30年前に放送の和久井映見主演作「ピュア」(1996年放送、フジテレビ系)は、軽度の知的障害をもつ優香(和久井)が主人公のヒューマンドラマ。Mr.Childrenの主題歌「名もなき詩」もダブルミリオン(累計230万枚超)を売り上げ大ヒットした。現在、FODにて配信中で、成人女性だが少し幼く“ピュア”な優香とフリー記者の徹(堤真一)の心の交流が描かれる。まっすぐな優香の気持ちが影響を与え、周囲から距離を置かれ始めてしまう第9・10話を紹介する。(以下、ネタバレが含まれます)
■“ピュア”な芸術家・優香が新しい人間関係を築いていく
ドラマ「ピュア」は、オブジェ作りに関して天性の才能を持っている主人公・優香が、とある芸術賞の大賞を受賞し、一躍時の人となっていくストーリー。出演は他に、優香のいとこ・涼役に高橋克典、優香の母・孝子役で風吹ジュン、涼と同じ洋食店で働くウェイトレス・マチ子役に高岡早紀、徹の出入りする出版社で実習生として働く麻子役に篠原涼子ら。大人の男女が恋愛をするということを知らない優香が、少しずつ恋の気持ちを知っていく。

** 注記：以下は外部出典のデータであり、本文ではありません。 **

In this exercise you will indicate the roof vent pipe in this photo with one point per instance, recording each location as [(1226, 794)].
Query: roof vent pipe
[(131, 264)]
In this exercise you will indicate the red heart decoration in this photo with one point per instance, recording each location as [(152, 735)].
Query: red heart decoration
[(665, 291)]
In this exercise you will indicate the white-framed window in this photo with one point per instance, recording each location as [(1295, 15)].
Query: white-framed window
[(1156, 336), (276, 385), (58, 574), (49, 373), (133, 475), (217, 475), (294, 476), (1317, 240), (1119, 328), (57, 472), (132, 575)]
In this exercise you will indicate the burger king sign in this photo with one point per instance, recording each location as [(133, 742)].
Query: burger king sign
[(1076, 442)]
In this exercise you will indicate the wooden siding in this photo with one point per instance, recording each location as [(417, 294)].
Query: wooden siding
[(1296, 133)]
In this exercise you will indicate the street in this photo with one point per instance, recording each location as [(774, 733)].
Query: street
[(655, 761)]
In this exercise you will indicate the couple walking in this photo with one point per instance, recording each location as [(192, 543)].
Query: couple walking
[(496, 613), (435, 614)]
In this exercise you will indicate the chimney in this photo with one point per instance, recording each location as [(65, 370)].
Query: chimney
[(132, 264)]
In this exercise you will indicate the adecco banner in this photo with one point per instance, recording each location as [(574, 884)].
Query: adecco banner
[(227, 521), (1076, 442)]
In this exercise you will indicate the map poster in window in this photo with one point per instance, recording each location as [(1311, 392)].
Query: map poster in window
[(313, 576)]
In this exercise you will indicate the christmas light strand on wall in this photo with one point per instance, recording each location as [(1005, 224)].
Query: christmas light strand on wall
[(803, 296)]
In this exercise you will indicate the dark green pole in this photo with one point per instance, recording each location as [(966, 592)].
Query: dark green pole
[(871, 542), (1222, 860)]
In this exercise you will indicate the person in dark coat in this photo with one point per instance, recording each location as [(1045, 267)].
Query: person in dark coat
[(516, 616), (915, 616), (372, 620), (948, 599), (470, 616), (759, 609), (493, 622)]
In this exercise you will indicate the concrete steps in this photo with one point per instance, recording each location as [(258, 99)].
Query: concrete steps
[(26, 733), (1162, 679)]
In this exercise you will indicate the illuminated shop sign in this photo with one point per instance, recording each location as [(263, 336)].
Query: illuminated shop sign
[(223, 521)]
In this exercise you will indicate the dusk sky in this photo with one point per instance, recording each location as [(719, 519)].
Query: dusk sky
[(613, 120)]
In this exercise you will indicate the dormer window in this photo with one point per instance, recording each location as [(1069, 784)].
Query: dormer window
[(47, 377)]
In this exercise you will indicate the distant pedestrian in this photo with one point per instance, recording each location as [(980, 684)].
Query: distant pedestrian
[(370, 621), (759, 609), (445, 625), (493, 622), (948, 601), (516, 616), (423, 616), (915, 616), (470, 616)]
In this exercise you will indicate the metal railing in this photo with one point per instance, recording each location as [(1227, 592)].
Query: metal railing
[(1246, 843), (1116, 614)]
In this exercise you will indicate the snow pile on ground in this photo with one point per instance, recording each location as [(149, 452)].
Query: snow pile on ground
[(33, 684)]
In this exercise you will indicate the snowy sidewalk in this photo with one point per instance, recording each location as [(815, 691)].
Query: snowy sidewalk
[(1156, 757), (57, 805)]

■マチ子と優香が襲われそうになったのを徹たちが助ける
第9話は「涙の告白、折れた翼の悲しい理由」。通りがかりの男・山下に誘われ、マンションに入ったマチ子を優香が追いかける。不安になり、帰ろうとしたマチ子を山下はベッドに押し倒した。マチ子の声を聞いた優香が部屋に入りこみ、山下に掴みかかる。そこへ山下の仲間が入ってきて、4人は揉み合いとなる。危ない所に徹と耕太(鳥羽潤)が飛び込んできた。マチ子は優香に泣きながら謝り、それを見る徹の悲しい目。しかし、優香にはこれがどういうことかよく分からないのだった。
■徹が育った孤児院で優香が子どもたちと絵を描く
孝子が迎えに来た。孝子は優香の頬を打つ。帰宅した孝子は「男の人が女の人を抱きしめるのは本当に愛し合っている時だけ。大切なのは心と心」と教える。孝子は、徹に電話し、お礼とともに、もう優香に会わないで欲しいと頼んだ。
続く第10話。優香は徹の育った孤児院・ひかりの家に行くことになった。自分の役目に戸惑う優香だったが、子どもたちがそれぞれ工作に取り組み始めると、優香は指先に絵の具を付けて指で紙に絵を描き始めた。子どもたちは優香の周りに集まり、室内の雰囲気が柔らかくなる。その時、「新時代芸術展」事務局の小宮(早乙女優)に案内されて、遠山代議士(勝部演之)が入ってきた。「遠山代議士があなたの後援会長になって下さったのよ」と優香に言う小宮。優香が「ありがとうございます」と頭を下げるのを見て、徹は複雑な気持ちになる。
徹と遠山が抱える過去の因縁が絡み合う中、優香は難しい話は分からないながらも徹の心に寄り添う。優香は「徹さんの羽が折れてる…」と表現し、緊張感に包まれて生きる徹の気持ちをゆるめていく。
しかし、徹の変化が面白くない麻子は、優香を警戒。麻子は「あなたが笑うと皆がつらくなるの」と言って優香から笑顔を奪う。しかし、徹は優香の味方であることを告げて「おまえの笑顔が見たい」と話すのだった。
“守ってくれる人がいるだけで強くなれる”という恋愛の鉄則を知り、優香がゆっくりと大人になっていく。30年の時を経ても色あせない、ピュアな恋の始まりにキュンキュンさせられる作品だ。